Une hormone contre l'addiction au cannabis

Alors que le Colorado aux Etats-Unis autorisent désormais la vente de cannabis, en France, les travaux de deux équipes de chercheurs de l’Inserm ouvrent la voie à de nouvelles approches thérapeutiques contre l’addiction à cette drogue qui touche plus de 20 millions de personnes dans le monde et un peu plus de 500 000 Français.

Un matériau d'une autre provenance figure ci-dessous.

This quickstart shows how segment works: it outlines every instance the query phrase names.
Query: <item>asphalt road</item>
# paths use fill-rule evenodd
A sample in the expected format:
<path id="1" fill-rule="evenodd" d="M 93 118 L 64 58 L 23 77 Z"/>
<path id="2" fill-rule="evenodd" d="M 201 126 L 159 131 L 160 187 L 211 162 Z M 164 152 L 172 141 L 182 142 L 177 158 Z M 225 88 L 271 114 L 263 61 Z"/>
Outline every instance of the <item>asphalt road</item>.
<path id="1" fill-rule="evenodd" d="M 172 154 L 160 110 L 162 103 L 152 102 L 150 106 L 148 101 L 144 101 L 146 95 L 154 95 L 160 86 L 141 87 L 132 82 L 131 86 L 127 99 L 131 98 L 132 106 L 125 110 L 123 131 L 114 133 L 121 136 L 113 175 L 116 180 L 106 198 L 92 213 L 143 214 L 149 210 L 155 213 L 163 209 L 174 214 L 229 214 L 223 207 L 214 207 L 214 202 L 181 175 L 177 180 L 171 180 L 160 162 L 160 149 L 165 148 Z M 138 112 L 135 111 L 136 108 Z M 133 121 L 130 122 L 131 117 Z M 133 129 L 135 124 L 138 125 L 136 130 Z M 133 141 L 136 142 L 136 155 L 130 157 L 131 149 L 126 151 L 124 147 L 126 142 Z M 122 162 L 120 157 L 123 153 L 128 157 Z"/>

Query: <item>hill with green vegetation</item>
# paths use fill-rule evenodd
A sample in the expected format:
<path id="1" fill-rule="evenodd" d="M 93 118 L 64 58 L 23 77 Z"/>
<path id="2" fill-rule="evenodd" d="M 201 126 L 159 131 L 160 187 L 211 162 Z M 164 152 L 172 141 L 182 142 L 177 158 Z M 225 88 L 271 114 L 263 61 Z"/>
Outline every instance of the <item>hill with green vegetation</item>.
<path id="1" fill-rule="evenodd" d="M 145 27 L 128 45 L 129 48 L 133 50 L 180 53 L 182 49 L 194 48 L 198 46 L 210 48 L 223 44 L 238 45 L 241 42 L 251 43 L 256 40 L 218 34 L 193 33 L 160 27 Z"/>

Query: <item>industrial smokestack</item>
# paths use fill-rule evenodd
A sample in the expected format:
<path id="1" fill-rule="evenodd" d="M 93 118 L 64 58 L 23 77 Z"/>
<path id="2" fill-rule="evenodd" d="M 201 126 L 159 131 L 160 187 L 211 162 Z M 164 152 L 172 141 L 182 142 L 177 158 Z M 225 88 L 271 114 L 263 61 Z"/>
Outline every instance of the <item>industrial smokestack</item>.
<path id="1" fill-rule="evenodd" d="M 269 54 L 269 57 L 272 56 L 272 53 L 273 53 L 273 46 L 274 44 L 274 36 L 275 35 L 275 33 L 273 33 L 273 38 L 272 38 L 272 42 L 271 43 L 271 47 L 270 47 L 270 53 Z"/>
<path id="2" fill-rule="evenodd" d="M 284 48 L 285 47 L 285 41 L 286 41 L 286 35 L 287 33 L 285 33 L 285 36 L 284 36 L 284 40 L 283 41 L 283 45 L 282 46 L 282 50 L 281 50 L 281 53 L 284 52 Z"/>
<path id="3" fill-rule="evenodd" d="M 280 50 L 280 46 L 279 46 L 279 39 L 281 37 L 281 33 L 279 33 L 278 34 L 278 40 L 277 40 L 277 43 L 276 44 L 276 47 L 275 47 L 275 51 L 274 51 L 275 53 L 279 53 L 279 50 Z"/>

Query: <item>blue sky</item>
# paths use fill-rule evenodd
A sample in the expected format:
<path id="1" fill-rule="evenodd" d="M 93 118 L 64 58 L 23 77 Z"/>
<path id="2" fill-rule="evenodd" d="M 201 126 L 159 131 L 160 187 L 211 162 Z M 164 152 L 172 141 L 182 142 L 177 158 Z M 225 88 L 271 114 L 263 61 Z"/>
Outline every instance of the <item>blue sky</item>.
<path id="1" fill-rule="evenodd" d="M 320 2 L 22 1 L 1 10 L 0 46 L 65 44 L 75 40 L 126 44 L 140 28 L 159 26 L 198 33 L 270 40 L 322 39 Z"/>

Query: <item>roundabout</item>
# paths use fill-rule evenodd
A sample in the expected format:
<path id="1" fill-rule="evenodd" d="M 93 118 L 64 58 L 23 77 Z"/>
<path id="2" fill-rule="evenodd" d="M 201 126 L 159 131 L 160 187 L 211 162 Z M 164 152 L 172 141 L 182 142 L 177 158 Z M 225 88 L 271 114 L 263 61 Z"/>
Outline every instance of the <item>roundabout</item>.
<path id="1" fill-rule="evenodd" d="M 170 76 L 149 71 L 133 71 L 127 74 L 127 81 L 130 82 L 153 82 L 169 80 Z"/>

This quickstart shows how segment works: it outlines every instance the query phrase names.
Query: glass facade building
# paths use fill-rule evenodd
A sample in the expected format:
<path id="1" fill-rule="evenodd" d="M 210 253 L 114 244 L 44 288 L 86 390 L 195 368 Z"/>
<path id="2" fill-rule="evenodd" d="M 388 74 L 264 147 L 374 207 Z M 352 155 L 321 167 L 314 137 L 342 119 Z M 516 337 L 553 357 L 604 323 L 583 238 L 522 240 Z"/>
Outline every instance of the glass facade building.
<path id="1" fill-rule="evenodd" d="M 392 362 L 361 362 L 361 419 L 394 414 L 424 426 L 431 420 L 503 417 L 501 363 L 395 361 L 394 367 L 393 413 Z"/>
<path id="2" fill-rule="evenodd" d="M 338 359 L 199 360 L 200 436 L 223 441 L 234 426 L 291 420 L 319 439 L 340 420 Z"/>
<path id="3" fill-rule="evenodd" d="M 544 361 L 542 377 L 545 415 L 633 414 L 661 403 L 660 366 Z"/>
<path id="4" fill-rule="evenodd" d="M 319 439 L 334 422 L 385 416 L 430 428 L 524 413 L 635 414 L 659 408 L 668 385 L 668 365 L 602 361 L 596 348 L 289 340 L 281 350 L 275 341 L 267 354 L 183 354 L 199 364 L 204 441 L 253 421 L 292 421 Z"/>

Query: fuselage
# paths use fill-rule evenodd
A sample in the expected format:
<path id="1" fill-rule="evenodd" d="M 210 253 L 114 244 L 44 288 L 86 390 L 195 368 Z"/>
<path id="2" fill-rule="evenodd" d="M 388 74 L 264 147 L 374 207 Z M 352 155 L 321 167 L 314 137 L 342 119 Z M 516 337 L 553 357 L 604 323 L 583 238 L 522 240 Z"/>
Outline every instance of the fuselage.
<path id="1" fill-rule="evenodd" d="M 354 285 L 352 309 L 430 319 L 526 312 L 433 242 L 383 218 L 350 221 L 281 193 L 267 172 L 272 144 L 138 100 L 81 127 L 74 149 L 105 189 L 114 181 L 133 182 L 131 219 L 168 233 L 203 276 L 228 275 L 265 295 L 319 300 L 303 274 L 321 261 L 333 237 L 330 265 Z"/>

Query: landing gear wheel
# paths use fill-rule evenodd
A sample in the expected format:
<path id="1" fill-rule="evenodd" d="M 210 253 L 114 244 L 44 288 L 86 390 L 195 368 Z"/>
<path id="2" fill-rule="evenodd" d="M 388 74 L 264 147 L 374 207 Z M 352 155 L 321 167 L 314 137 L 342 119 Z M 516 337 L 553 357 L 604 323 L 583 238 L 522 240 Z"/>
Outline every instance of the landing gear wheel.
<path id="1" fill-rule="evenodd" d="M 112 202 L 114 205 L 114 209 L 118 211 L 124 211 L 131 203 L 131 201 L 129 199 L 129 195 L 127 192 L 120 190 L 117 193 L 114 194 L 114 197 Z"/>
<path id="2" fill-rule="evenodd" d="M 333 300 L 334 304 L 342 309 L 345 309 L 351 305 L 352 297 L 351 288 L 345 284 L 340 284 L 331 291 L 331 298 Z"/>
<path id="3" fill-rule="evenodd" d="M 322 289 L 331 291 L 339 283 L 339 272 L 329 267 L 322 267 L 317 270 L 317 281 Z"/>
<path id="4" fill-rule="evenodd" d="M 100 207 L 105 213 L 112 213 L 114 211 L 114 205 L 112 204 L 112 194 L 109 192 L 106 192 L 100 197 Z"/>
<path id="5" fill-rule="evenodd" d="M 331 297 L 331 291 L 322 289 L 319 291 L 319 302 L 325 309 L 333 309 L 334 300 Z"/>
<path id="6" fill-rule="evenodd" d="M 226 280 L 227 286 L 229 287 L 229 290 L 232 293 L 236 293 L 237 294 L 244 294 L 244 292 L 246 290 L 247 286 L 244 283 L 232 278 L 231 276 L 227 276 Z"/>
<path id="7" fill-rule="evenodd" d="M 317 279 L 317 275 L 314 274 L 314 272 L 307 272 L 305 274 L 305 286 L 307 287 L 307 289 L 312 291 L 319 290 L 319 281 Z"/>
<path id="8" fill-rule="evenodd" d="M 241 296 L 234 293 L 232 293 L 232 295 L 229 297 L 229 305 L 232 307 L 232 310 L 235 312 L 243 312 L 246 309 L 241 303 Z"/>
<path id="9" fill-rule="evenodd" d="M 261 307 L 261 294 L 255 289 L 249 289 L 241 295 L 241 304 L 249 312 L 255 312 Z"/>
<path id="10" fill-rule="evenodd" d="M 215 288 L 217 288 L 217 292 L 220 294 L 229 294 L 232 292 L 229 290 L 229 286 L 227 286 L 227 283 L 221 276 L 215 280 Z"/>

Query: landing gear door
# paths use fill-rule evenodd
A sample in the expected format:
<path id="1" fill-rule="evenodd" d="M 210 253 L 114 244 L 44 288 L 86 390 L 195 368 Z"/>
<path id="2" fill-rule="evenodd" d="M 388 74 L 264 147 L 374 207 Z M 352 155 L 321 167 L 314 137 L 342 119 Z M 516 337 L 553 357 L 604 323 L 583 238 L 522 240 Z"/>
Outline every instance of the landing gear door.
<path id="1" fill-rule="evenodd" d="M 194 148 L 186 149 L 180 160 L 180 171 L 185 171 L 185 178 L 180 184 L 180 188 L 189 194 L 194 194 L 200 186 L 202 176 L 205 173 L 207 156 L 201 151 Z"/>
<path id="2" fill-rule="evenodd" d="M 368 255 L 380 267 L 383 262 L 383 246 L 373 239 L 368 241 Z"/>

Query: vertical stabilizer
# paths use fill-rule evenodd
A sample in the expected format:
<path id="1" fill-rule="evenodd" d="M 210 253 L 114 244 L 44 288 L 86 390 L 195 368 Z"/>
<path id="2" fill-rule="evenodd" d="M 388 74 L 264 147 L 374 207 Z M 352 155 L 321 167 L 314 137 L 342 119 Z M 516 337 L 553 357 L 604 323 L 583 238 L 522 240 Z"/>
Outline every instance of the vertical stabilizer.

Les chercheurs, dont les travaux sont publiés dans la revue Science, ont en effet découvert qu’une molécule produite par le cerveau, la prégnénolone, constituait un mécanisme de défense naturelle contre les effets néfastes du cannabis, dont les plus connus sont des troubles de la mémoire ainsi qu’une perte générale de la motivation.

En administrant de fortes doses de cannabis à des rats et des souris, ils ont réussi à augmenter la concentration cérébrale de la prégnénolone dans leur cerveau et à bloquer les effets néfastes du principe actif du cannabis, le THC, qui agit sur des récepteurs cannabinoides (CB1) situés sur les neurones. Les doses ingérées étaient bien supérieures à celles auxquelles sont exposés les consommateurs réguliers de cannabis, de l’ordre de 3 à 10 fois plus. En augmentant les doses, les chercheurs ont découvert un processus naturel jusqu’alors inconnu, protégeant le cerveau d’une suractivation des récepteurs CB1 et diminuant les effets du cannabis sur la mémoire.
Ils ont également réalisé des tests en laboratoire sur des récepteurs CB1 humains faisant apparaître les mêmes résultats.

Pier Vincenzo Piazza, qui a dirigé l’étude met en garde contre une utilisation thérapeutique de la prégnénolone : « Cette hormone ne pourra pas être utilisée telle quelle comme médicament car elle est mal absorbée et rapidement métabolisée par l’organisme ». Toutefois l’espoir de voir surgir une nouvelle thérapie contre l’addiction au cannabis est importante. « Nous avons développé des dérivés de la prégnénolone qui sont stables et bien absorbés et qui sont en principe utilisables comme médicament. Nous espérons commencer les essais cliniques bientôt afin de vérifier si nos attentes se confirment et si nous avons véritablement découvert la première thérapie pharmacologique de la dépendance au cannabis », explique le chercheur.